As soon as Maria read the message, she knew it wasn’t mine. After all, she knows I’m an English teacher, and I would never use so many run-on sentences. She also told me the writing was too stiff and stilted, and she assumed the hacker was a foreigner who was using English as a second language. Thus, she called me immediately and let me know what was going on.
Obviously, the content of the e-mail (Emergency — Send me money) also would have been a red flag to many, but if the hacker had used my style of writing, he might have convinced someone to contact him.
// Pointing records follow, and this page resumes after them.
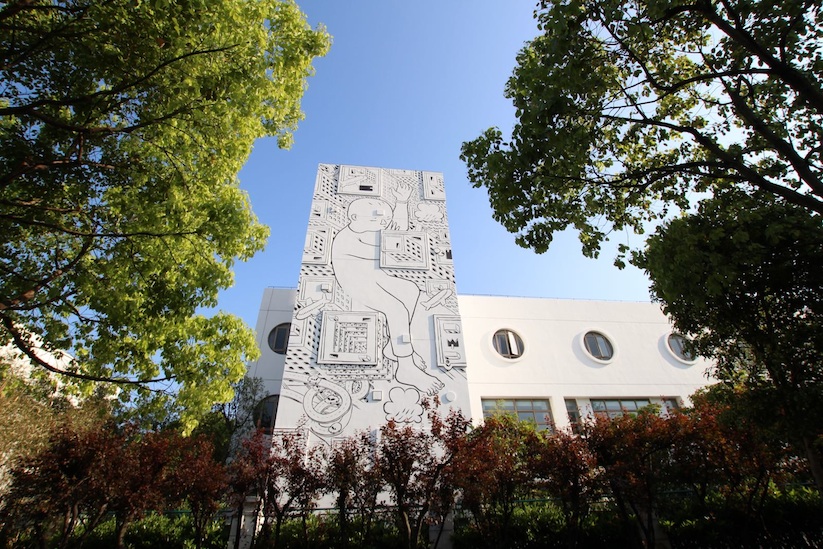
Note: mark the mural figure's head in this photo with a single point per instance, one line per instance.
(369, 214)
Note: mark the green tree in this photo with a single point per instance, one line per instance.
(742, 277)
(626, 108)
(122, 128)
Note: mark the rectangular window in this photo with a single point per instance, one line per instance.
(574, 415)
(536, 411)
(613, 408)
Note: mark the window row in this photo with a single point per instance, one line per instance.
(538, 411)
(509, 344)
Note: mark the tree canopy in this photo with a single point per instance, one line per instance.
(628, 108)
(123, 126)
(742, 277)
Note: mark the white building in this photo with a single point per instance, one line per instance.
(375, 326)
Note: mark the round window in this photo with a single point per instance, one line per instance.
(508, 344)
(279, 338)
(677, 345)
(598, 346)
(265, 413)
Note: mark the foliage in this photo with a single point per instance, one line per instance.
(229, 423)
(89, 470)
(565, 468)
(627, 108)
(353, 477)
(496, 474)
(122, 128)
(173, 531)
(742, 277)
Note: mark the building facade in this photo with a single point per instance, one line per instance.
(375, 327)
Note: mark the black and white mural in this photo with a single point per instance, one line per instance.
(376, 328)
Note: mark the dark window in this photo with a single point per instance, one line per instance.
(535, 411)
(598, 346)
(613, 408)
(265, 413)
(279, 338)
(508, 344)
(677, 343)
(574, 414)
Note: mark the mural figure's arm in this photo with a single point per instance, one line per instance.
(400, 215)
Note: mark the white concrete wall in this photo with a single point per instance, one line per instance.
(276, 307)
(554, 364)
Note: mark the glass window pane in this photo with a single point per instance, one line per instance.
(508, 344)
(598, 346)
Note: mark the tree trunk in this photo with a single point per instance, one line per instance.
(815, 462)
(120, 534)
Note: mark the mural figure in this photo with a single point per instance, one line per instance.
(355, 257)
(376, 327)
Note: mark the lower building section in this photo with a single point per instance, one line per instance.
(551, 362)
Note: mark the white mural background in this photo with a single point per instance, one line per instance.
(376, 328)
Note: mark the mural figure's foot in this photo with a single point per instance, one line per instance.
(408, 373)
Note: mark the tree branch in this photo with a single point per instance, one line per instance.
(21, 343)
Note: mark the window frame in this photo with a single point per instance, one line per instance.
(681, 355)
(522, 409)
(274, 335)
(599, 336)
(511, 339)
(267, 407)
(618, 407)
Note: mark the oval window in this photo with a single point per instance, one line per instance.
(508, 344)
(265, 413)
(598, 346)
(279, 338)
(677, 345)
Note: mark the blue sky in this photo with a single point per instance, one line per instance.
(403, 86)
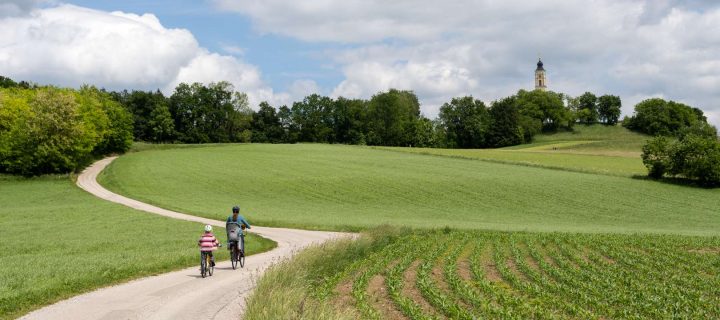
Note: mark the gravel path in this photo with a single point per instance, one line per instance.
(180, 294)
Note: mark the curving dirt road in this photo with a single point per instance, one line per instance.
(181, 294)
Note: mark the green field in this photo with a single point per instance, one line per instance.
(59, 241)
(350, 188)
(593, 149)
(496, 275)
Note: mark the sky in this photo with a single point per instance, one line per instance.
(280, 51)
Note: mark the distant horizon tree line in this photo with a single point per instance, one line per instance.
(216, 113)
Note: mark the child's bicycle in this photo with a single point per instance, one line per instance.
(236, 241)
(206, 266)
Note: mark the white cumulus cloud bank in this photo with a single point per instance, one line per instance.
(69, 46)
(441, 49)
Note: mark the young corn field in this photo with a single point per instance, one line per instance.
(473, 275)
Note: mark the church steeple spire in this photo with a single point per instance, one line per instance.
(540, 81)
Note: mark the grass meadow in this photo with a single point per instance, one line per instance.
(351, 188)
(59, 241)
(609, 150)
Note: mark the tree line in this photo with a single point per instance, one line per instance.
(200, 113)
(685, 146)
(53, 130)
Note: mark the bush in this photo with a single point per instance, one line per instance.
(659, 117)
(52, 130)
(656, 157)
(694, 157)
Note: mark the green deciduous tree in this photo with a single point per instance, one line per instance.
(391, 118)
(266, 125)
(51, 130)
(587, 108)
(660, 117)
(609, 109)
(466, 122)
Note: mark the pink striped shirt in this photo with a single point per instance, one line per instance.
(208, 242)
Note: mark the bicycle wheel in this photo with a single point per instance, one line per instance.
(234, 256)
(242, 253)
(203, 265)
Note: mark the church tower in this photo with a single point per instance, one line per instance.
(540, 81)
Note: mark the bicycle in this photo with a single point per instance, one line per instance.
(206, 266)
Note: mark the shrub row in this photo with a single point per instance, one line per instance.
(52, 130)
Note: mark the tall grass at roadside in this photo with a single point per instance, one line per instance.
(302, 287)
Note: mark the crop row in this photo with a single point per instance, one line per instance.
(470, 275)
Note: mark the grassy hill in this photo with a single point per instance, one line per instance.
(59, 241)
(594, 149)
(349, 187)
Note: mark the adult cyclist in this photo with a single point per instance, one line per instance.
(237, 219)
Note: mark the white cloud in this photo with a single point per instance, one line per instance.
(18, 7)
(440, 49)
(68, 45)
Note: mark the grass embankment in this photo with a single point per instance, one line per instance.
(351, 188)
(593, 149)
(496, 275)
(59, 241)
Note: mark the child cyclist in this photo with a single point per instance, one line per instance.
(208, 243)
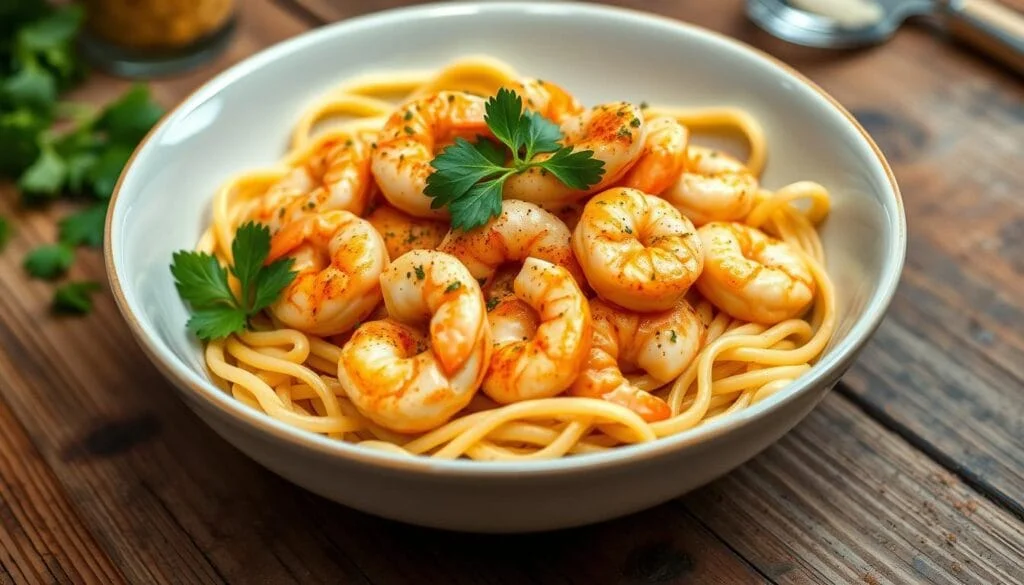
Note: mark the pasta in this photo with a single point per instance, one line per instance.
(293, 376)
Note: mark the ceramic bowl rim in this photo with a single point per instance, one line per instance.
(824, 373)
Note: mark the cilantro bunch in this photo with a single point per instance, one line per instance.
(201, 281)
(468, 176)
(38, 63)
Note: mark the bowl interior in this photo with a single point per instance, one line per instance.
(242, 120)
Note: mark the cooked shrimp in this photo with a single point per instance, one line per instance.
(752, 276)
(335, 175)
(546, 98)
(663, 158)
(569, 214)
(404, 380)
(663, 344)
(614, 132)
(637, 250)
(714, 186)
(543, 363)
(522, 230)
(410, 139)
(402, 233)
(339, 258)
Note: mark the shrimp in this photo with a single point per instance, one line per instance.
(408, 381)
(402, 233)
(335, 175)
(637, 250)
(714, 186)
(546, 98)
(520, 231)
(339, 259)
(408, 142)
(542, 358)
(663, 159)
(663, 344)
(752, 276)
(613, 132)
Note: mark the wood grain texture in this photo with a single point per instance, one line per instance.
(842, 500)
(946, 370)
(42, 540)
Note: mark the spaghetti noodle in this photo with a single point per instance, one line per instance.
(292, 376)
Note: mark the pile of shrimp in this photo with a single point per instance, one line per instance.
(672, 292)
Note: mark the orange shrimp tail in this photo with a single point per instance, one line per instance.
(287, 239)
(649, 407)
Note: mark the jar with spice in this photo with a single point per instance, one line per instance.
(143, 38)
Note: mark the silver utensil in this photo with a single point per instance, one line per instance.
(849, 24)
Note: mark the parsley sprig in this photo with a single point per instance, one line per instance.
(52, 149)
(201, 281)
(468, 176)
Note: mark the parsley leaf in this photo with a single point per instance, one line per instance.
(272, 281)
(46, 176)
(468, 177)
(128, 119)
(481, 203)
(201, 280)
(49, 261)
(84, 227)
(105, 170)
(578, 169)
(216, 323)
(459, 167)
(250, 248)
(18, 130)
(203, 283)
(31, 87)
(75, 297)
(542, 135)
(504, 117)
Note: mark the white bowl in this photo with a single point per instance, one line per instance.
(241, 120)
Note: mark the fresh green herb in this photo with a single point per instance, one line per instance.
(84, 227)
(52, 149)
(468, 176)
(75, 297)
(203, 283)
(49, 261)
(4, 233)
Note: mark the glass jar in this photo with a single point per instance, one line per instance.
(144, 38)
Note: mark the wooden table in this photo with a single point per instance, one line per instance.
(911, 471)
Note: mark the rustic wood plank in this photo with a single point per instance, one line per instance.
(952, 125)
(842, 500)
(41, 537)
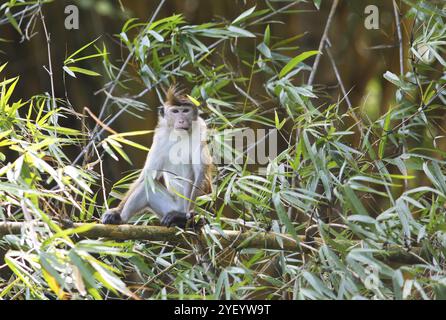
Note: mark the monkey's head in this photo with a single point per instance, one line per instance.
(178, 112)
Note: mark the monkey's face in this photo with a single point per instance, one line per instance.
(180, 117)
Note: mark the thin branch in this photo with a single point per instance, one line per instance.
(322, 43)
(234, 239)
(400, 36)
(50, 65)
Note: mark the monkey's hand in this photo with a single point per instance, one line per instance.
(112, 216)
(174, 218)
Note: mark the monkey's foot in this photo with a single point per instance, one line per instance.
(174, 218)
(111, 217)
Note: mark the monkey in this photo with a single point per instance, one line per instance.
(177, 168)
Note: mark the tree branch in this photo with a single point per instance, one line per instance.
(228, 238)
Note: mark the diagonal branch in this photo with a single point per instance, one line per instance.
(323, 41)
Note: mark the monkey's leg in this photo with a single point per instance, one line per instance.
(159, 201)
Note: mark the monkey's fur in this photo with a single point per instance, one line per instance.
(169, 184)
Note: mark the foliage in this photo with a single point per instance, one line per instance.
(361, 186)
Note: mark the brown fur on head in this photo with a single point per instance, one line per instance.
(177, 112)
(174, 97)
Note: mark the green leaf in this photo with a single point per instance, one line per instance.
(295, 61)
(244, 15)
(385, 134)
(84, 71)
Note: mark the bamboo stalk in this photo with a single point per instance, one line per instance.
(232, 238)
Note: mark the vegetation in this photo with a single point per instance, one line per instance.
(350, 185)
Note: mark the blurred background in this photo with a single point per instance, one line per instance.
(362, 55)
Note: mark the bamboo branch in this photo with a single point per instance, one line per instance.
(228, 238)
(322, 43)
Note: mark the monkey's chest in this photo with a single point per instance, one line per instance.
(178, 177)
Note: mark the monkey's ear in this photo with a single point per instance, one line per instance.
(161, 111)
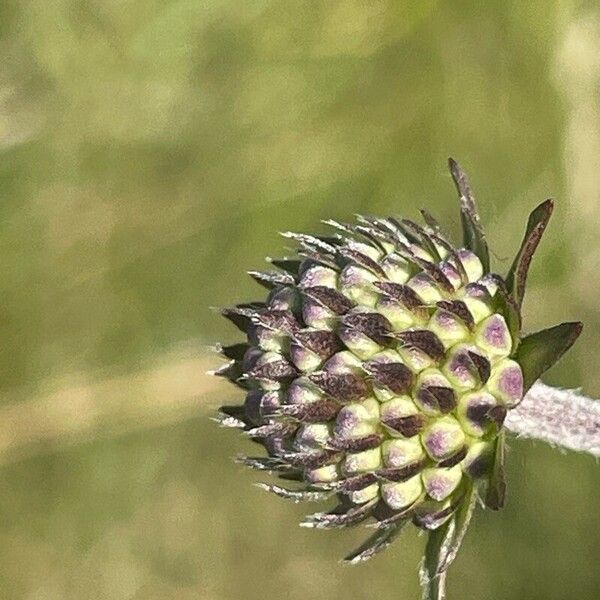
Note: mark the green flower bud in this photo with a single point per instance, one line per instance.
(506, 383)
(381, 367)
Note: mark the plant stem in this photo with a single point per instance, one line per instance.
(562, 418)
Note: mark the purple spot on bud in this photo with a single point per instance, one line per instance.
(496, 332)
(511, 383)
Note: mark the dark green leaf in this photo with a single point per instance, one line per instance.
(536, 225)
(474, 238)
(539, 351)
(496, 491)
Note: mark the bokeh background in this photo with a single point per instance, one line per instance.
(150, 151)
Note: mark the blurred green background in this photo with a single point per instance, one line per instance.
(150, 151)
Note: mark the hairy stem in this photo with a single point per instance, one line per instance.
(562, 418)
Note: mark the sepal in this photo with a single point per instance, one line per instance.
(474, 237)
(443, 545)
(536, 225)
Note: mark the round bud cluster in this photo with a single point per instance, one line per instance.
(378, 370)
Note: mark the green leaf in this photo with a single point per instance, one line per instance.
(474, 238)
(496, 491)
(539, 351)
(442, 547)
(536, 225)
(376, 543)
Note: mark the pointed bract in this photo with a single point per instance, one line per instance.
(536, 225)
(474, 237)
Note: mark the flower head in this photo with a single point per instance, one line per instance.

In an essay entitled “How to Write with Style,” American novelist Kurt Vonnegut Jr., writes, “The writing style which is most natural for you is bound to echo speech you heard when a child.” Then, Vonnegut adds, “I myself grew up in Indianapolis, Indiana, where common speech sounds like a band saw cutting galvanized tin and employs a vocabulary as ornamental as a monkey wrench.”
At the beginning of each semester, when I first begin to talk about having a distinctive style of writing, my Composition students seem skeptical. They assume their own writing is pretty much like that of their classmates. Since we use peer-writing groups every week, however, they gradually begin to catch on. In fact, by week fifteen, if a student forgets to put his or her name on the paper, a classmate will read it and typically say to the writer, “Even without your name, I knew it was yours.”
Thus, when you are trying to develop your own unique writing style, you may want to recall the words of William Shakespeare in the story of Hamlet: “To thine own self be true” (Act I, scene iii, line 64). In other words, don’t mimic the words or style of another writer; instead, develop your own.